In this project, I presented an experimental approach to discover abstract topics using text mining and perform sentiment classification using a deep learning-based framework on the IMDB Movie Review dataset. I used the LDA (Latent Dirichlet Allocation) topic modeling to classify movie reviews to a particular topic. During the experiment, the LDA model extracted 10 topics from the IMDB data and allocate the most relevant topic to each review based on their overall subject. In the next phase, I used the pre-trained BERT (Bidirectional Encoder Representations from Transformers) model to perform binary classification on IMDB reviews based on their sentiment polarities. I split the entire dataset into 80:20 ratio for training and validation purposes. I used batch processing to reduce the computational complexity of the model during the training phase. Finally, the model achieved 91.83% training accuracy and 89.94% validation accuracy during sentiment classification.
Here the description of the database has been presented.
- review - IMDB Movie reviews.
- sentiment - Sentiment polarity of the reviews (e.g., Positive and Negative).
i. Preprocessing of IMDB Reviews
ii. Popular Token Identification
a. Wordcloud Visualization from Positive reviews
b. Wordcloud Visualization from Negative reviews
iii. n-gram Analysis
a. Bigram Analysis
b. Trigram Analysis
iv. LDA Topic Modeling
a. Data Preperation
b. Vectorization
c. Model Training
d. Topic Allocation
e. Visualization of Topic Popularity
v. Sentiment Classification
a. Prepare Final Data
b. Generate Encoded Training and Validation Data
- Train-Validation Split
c. Implement BERT Model
d. Train Model
vi. Sentiment Prediction
a. Sentiment Prediction on Validation Data
b. Model Performance Analysis
c. Save Model
d. Sentiment Prediction on User-End Reviews (Sample Data)

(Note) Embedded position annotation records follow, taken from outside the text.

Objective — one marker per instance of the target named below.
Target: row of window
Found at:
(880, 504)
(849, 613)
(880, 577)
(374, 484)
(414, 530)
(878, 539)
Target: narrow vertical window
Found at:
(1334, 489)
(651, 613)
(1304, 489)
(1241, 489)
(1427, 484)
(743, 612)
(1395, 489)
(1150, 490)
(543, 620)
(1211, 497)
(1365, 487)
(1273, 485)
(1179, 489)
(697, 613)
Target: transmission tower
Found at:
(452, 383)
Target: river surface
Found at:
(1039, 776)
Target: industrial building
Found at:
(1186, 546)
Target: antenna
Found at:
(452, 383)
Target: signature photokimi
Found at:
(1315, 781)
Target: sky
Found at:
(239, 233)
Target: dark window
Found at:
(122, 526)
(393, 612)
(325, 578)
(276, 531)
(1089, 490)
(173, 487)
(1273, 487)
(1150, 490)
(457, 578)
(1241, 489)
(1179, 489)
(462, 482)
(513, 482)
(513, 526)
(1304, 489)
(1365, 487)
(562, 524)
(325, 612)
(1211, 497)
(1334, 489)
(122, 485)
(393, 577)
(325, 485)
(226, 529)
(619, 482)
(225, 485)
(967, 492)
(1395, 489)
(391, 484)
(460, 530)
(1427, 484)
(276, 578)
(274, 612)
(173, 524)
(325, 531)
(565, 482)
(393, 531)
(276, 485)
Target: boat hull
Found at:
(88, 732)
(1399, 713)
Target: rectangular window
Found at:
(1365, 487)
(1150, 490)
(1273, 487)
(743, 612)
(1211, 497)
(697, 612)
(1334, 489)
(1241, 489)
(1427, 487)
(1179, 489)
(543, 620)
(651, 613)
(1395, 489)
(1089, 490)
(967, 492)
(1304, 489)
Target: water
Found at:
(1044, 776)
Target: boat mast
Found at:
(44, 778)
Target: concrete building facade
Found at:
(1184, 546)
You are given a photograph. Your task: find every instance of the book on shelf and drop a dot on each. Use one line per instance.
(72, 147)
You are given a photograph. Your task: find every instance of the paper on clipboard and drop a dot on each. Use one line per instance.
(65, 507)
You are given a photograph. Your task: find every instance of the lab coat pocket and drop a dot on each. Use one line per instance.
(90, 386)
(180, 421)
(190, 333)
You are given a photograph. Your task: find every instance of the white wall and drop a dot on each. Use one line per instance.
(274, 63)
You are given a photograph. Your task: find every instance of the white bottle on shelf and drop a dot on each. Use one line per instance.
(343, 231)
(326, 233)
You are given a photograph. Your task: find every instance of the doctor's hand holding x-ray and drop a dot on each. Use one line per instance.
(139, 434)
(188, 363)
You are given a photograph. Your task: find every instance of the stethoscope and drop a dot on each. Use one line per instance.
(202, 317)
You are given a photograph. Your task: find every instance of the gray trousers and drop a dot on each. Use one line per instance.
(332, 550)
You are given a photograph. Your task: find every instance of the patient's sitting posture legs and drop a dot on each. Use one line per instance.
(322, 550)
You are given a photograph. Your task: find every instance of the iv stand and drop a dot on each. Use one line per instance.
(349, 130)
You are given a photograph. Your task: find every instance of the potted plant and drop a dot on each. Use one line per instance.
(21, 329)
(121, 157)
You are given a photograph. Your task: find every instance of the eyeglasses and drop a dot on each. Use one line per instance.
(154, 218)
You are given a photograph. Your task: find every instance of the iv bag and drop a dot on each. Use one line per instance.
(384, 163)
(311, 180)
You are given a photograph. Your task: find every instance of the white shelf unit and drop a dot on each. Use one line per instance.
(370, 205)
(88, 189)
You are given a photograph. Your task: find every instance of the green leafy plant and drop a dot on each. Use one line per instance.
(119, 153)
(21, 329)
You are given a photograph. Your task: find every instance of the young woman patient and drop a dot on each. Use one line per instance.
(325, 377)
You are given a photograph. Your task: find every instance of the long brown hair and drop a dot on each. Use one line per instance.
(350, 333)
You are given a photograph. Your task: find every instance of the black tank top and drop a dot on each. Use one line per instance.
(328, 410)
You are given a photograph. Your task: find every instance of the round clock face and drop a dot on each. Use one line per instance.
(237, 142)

Please install the following packages to execute all the codes.
- pandas==1.3.5
- numpy==1.21.6
- tweet-preprocessor==0.5.0
- seaborn==0.11.2
- matplotlib==3.2.2
- networkx==2.6.3
- wordcloud==1.8.2.2
- nltk==3.7
- scikit-learn==1.0.2
- tqdm==4.64.1
- keras==2.9.0
- tensorflow==2.9.2
- transformers==4.18.0
The entire notebook was executed in Google Colaboratory having an activated GPU kernel. In order to activate GPU support we need to follow the following steps -
- Go to "Edit" menu and click on "Notebook settings" option.
- Select "GPU" from the "Hardware accelerator" dropdown menu.
- Click on
Savebutton to save the changes. - Restart the kernel and run the code.